DIABETE E ALIMENTAZIONE

Il corpo umano è fatto per il movimento.
Lo stile di vita delle società occidentali è caratterizzato da un progressivo aumento della sedentarietà.
Lo sforzo fisico ed il movimento sono sempre più contenuti e la spesa energetica giornaliera del nostro organismo si riduce, sempre
di più, al solo metabolismo o basale, mentre i consumi alimentari restano quasi invariati come quantità.
Il 30% del dispendio energetico giornaliero di un soggetto adulto sano dovrebbe essere attribuibile all’attività fisica. Secondo l’Organizzazione Mondiale della Sanità – OMS -, la pratica di un’attività sportiva o motoria ha effetti benefici sullo stato di salute.
Si consiglia di praticare almeno 30 minuti al giorno di attività fisica moderata, corrispondenti più o meno a 3.500 passi per
ottenere benefici per la salute.
Fonte: "Università La Sapienza", Roma

 
 

Diabete: parliamone insieme

Per diabete si intende una sindrome che comprende un gruppo di malattie metaboliche caratterizzate da un difetto di secrezione e/o di azione dell'insulina, dalla presenza di iperglicemia e dalla comparsa a lungo termine di complicanze croniche a livello di vari organi, in particolare occhi, rene, nervi, cuore e vasi sanguigni.
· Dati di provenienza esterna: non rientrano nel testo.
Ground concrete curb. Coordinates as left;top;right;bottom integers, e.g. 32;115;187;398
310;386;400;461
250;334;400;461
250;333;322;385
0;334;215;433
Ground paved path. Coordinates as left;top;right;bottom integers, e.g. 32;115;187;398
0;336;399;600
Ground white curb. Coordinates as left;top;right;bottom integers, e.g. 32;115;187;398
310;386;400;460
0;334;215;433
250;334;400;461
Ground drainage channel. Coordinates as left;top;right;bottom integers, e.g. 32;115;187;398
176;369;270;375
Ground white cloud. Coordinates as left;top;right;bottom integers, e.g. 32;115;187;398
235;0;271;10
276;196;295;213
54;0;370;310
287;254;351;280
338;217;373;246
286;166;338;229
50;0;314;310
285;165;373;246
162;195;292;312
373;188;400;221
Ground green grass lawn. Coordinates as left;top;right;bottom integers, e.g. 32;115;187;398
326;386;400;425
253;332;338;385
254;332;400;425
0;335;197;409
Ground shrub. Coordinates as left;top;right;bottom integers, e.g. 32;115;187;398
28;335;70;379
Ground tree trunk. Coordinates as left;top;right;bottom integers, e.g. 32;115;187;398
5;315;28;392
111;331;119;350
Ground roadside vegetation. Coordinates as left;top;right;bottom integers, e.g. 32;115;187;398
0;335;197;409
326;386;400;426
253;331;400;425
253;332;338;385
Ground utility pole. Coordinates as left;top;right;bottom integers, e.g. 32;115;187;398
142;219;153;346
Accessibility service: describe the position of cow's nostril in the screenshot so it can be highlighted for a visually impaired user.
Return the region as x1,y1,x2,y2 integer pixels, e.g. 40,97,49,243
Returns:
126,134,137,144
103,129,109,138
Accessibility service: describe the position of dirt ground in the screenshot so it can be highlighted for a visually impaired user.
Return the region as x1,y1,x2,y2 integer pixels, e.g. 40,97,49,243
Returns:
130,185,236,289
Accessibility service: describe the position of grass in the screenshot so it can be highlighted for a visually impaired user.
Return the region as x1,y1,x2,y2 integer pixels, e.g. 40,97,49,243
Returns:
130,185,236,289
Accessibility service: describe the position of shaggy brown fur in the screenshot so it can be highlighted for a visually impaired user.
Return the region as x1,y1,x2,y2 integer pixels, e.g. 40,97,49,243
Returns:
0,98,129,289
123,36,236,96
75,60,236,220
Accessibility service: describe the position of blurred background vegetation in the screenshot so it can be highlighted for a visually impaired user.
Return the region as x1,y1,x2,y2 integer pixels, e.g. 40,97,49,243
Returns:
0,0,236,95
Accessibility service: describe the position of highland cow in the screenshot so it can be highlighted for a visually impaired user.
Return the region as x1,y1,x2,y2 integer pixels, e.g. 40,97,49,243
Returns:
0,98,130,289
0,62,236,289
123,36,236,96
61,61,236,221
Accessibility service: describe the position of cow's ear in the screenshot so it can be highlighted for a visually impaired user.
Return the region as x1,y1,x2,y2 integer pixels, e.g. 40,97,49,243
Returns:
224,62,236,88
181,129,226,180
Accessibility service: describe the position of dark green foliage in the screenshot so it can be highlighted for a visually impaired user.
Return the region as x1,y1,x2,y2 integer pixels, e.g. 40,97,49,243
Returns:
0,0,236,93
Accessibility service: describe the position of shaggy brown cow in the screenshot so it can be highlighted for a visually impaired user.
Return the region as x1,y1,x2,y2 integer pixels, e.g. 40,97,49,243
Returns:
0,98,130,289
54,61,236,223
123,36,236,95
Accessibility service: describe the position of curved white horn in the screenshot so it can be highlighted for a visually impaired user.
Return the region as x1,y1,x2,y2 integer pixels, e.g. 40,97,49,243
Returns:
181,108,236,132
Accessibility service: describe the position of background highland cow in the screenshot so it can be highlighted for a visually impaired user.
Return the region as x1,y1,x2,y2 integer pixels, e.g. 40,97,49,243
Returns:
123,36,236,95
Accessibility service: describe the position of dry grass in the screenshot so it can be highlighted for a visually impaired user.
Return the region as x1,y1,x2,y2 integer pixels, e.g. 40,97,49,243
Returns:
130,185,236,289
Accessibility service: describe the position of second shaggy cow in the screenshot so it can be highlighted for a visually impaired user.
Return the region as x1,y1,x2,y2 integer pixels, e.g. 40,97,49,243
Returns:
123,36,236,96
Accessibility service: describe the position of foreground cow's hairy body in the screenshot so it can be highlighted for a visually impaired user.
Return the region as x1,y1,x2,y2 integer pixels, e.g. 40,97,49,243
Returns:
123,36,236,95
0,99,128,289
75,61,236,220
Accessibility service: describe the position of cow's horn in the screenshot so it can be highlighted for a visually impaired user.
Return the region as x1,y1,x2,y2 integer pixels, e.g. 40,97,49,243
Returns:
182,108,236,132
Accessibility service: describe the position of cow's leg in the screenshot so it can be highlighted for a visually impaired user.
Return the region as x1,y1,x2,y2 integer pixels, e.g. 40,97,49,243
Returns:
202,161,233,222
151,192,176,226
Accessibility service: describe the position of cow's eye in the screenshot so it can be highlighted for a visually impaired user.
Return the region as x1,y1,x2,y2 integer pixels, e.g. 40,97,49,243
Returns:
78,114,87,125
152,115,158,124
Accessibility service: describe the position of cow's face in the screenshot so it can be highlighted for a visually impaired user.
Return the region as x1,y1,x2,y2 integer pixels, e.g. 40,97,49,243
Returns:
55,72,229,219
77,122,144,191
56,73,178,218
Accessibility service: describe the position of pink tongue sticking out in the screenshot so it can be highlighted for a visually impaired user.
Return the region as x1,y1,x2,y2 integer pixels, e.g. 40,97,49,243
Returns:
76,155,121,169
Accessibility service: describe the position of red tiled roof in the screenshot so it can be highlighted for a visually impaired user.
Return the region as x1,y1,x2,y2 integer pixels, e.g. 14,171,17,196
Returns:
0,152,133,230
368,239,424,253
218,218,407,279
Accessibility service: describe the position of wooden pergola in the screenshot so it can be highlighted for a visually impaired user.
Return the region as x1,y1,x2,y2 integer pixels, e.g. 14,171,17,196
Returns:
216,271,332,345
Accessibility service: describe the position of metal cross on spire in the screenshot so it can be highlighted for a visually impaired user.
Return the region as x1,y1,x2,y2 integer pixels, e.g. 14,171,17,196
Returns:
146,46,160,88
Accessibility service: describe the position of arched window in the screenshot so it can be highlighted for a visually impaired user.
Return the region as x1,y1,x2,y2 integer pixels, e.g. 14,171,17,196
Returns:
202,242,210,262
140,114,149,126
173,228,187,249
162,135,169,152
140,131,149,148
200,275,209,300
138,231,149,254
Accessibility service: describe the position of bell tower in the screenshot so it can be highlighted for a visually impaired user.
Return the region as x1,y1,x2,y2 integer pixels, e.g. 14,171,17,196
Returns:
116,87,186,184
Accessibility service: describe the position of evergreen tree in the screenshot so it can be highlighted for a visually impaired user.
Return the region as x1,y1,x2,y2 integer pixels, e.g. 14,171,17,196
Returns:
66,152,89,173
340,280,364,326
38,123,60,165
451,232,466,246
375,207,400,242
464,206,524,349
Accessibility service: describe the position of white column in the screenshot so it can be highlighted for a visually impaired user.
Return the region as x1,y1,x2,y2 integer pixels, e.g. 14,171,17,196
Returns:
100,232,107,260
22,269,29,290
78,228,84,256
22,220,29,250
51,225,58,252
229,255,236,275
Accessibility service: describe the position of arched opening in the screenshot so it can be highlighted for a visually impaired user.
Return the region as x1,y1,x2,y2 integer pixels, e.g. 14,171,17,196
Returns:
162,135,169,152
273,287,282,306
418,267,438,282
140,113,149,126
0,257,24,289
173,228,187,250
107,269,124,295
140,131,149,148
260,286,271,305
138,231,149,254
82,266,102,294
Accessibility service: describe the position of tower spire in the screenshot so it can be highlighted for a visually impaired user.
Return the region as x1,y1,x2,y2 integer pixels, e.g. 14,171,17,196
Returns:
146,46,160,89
Classificazione del diabete:
  • Diabete di tipo I: caratterizzato dalla distruzione delle cellule beta del pancreas, con conseguente difetto assoluto di insulina (detto anche diabete giovanile);
  • Diabete di tipo II: caratterizzato dal difetto di secrezione di insulina associato ad insulino-resistenza (detto anche diabete senile);
  • Diabete gestazionale - GDM: qualsiasi forma di alterata tolleranza glucidica che insorge durante la gravidanza.

Qualsiasi forma di diabete può richiedere la terapia insulinica in qualsiasi stadio della malattia. L'uso di insulina di per sé non classifica il paziente o la patologia.

Il diabete insipido non ha nulla a che vedere con il metabolismo del glucosio e interessa la secrezione di ormone vasopressina (ADH od ormone antidiuretico).

Tra le cause principali di origine "variabile" riconosciamo: sovrappeso e obesità, con enfasi del deposito addominale, sedentarietà e assenza di attività motoria auspicabile, e squilibrio nutrizionale. Tutti e tre questi elementi iniziano il processo patologico complicando la sensibilità al glucosio e all'insulina, fino all'insulino-resistenza e all'iperglicemia cronica.

Non dimentichiamo che peggiore è il metabolismo del glucosio (che determina iperglicemia), più grave diventa il diabete e maggiori sono le possibilità di complicazioni gravi (glicazione proteica, neuropatie, vasculopatie, aterosclerosi ecc).

Il diabete mellito tipo 1, invece, non potendo guarire, richiede semplicemente di calibrare la quantità di insulina (da iniettare) in funzione dei glucidi assunti con la dieta.



 
 

Diabete e alimentazione

La dieta per il diabete è un regime nutrizionale appropriato che risponde alle linee guida vigenti in materia.

La dieta per il diabete è uno dei cardini fondamentali nella terapia del mellito tipo 2. Il ruolo dell'alimentazione nel trattamento di questo diabete è così importante che a tal proposito i medici preferiscono parlare non di dieta, ma di vera e propria "terapia nutrizionale medica per il diabete" (dietoterapia).

Chi soffre di diabete dovrebbe dunque sforzarsi di rispettare scrupolosamente le poche regole che vedremo di seguito. Tali raccomandazioni, viste in ottica preventiva, ricalcano esattamente quelle indicate nella popolazione sana per diminuire il rischio di sviluppare il diabete e molte altre patologie, come quelle cardiovascolari e alcune forme tumorali.

Ciò non toglie che, in caso di malattia preesistente, si possano trarre dei giovamenti di natura metabolica.

Obbiettivi della dieta per il diabete:

contrariamente a quanto molti credono, l'alimentazione ideale del diabetico non è affatto complessa o restrittiva. Per la maggior parte delle persone la dieta va infatti semplicemente adattata alla malattia, di certo non stravolta.

Sebbene alcuni alimenti vadano consumati con moderazione, esiste comunque un'ampia gamma di alternative salutari tra le quali il diabetico può scegliere.

Gli obiettivi principali della dieta per la terapia del diabete mellito sono:

  • Il controllo del peso corporeo, se eccessivo;
  • Il controllo glicemico e della lipidemia;
  • La prevenzione e il trattamento dei fattori di rischio o di complicanze legate alla nutrizione.